Monday, October 29, 2007

How God works in the world.

Part of my problem with the previous 10 points on political theology is that while I like the phrase about working for a world that asymptotically approaches the kingdom of God, the sentence seems to carry some bit of distance, some bit of “God is out there somewhere while we/the church do some work over here until God decides it’s a good time to come back?”

In reply, I have a quote from James Fowler, whom I've been reading for Souljourners. Here is quotes Peter Hodgson's God in History:

“My thesis is that God is efficaciously present in the world, not as an individual agent performing observable acts, nor as a uniform inspiration or lure, nor as an abstract ideal, nor in the metaphorical role of companion or friend.
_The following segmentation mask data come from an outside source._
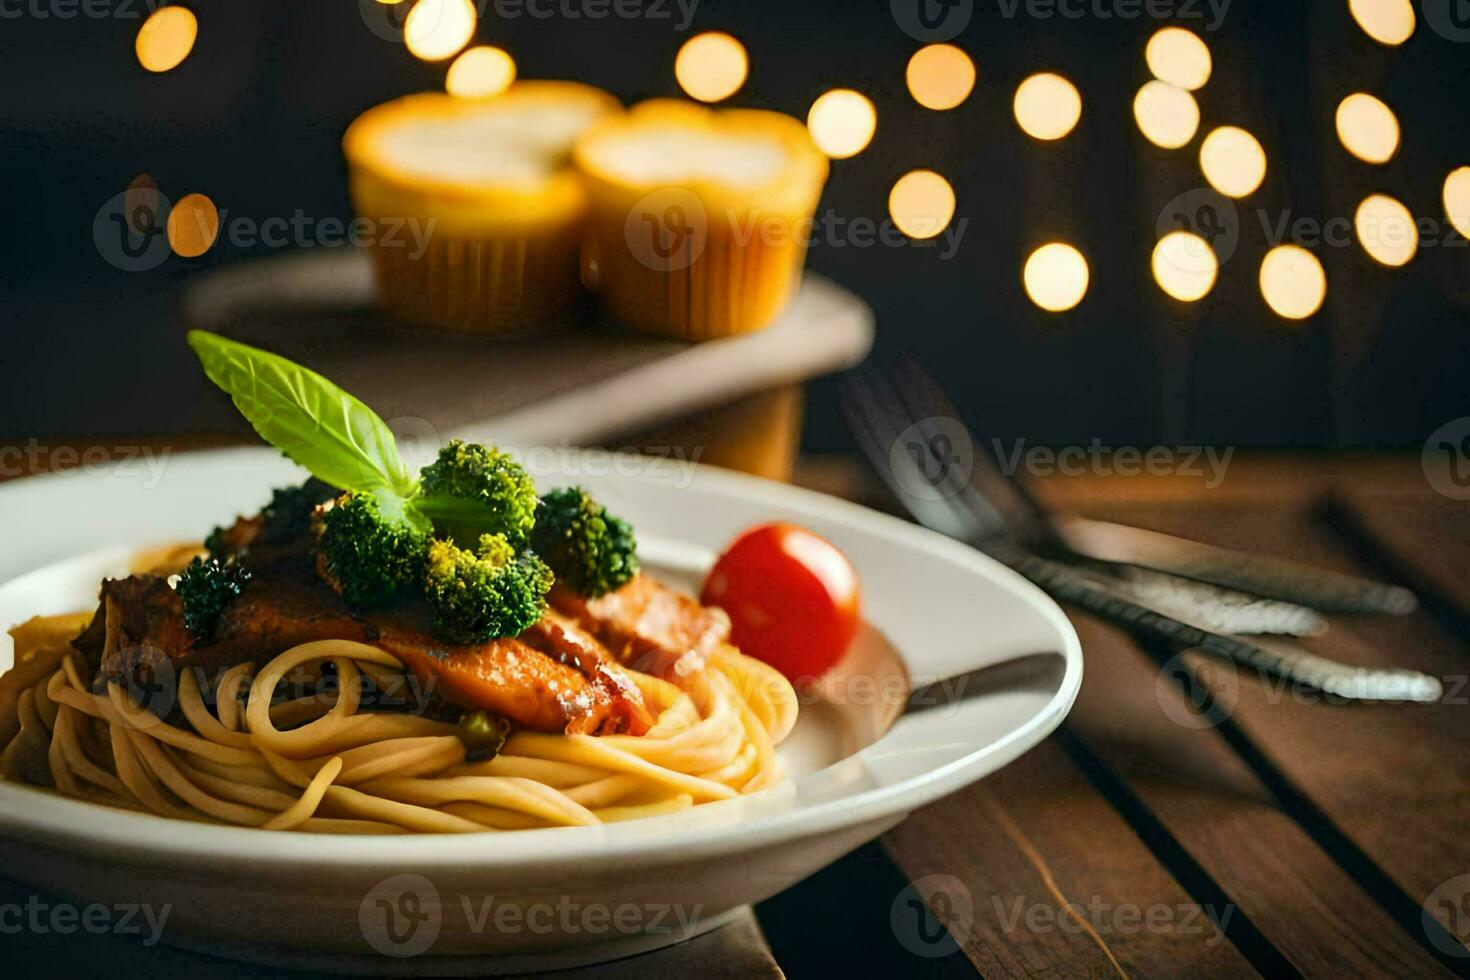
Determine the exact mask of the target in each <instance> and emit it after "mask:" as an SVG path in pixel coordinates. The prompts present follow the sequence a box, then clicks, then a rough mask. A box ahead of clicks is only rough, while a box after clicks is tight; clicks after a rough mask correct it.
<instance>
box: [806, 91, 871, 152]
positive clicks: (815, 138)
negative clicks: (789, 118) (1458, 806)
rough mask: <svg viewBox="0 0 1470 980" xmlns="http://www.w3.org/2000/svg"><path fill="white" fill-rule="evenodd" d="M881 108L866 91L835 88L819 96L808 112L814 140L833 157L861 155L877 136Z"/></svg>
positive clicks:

Rather, God is present in specific shapes or patterns of praxis that have a configuring, transformative power within historical process, moving the process in a determinate direction that of the creative unification of multiplicities of elements into newe wholese, into creative syntheses that build human solidarity, enhance freedom, break systemic oppression, heal the injured and broken, and care for the natural. A shape or gestalt is not as impersonal and generalized as an influence or a presence, since it connotes something dynamic, specific and structuring, but it avoids potentially misleading personifications of God’s action. What God “does” in history is not simply to “be there” as God, or to “call us forward,” or to assume a personal “role,” but to “shape”—to shape a multifaceted transfigurative praxis. God does this by giving, disclosing, in some sense being, the normative shape, the paradigm of such a praxis. This is what I mean by the divine gestalt.”

Commenting on this quote, Fowler writes, “[Hodgson] is suggesting that behind the events that represent breakthroughs in the history of people and nations, a discerning observer can detect long lines of convergent providence. Whether we are speaking of the civil rights movement in the United States or of the final breakthrough to putting the scourge of apartheid behind the unifying people of South Africa, there are lines of faithfulness, not always visibly connected, that converge to make breakthroughs possible. Even the visible, human leaders of these movements have themselves been influenced and nurtured by communities of faithful people whose names the world will never know.”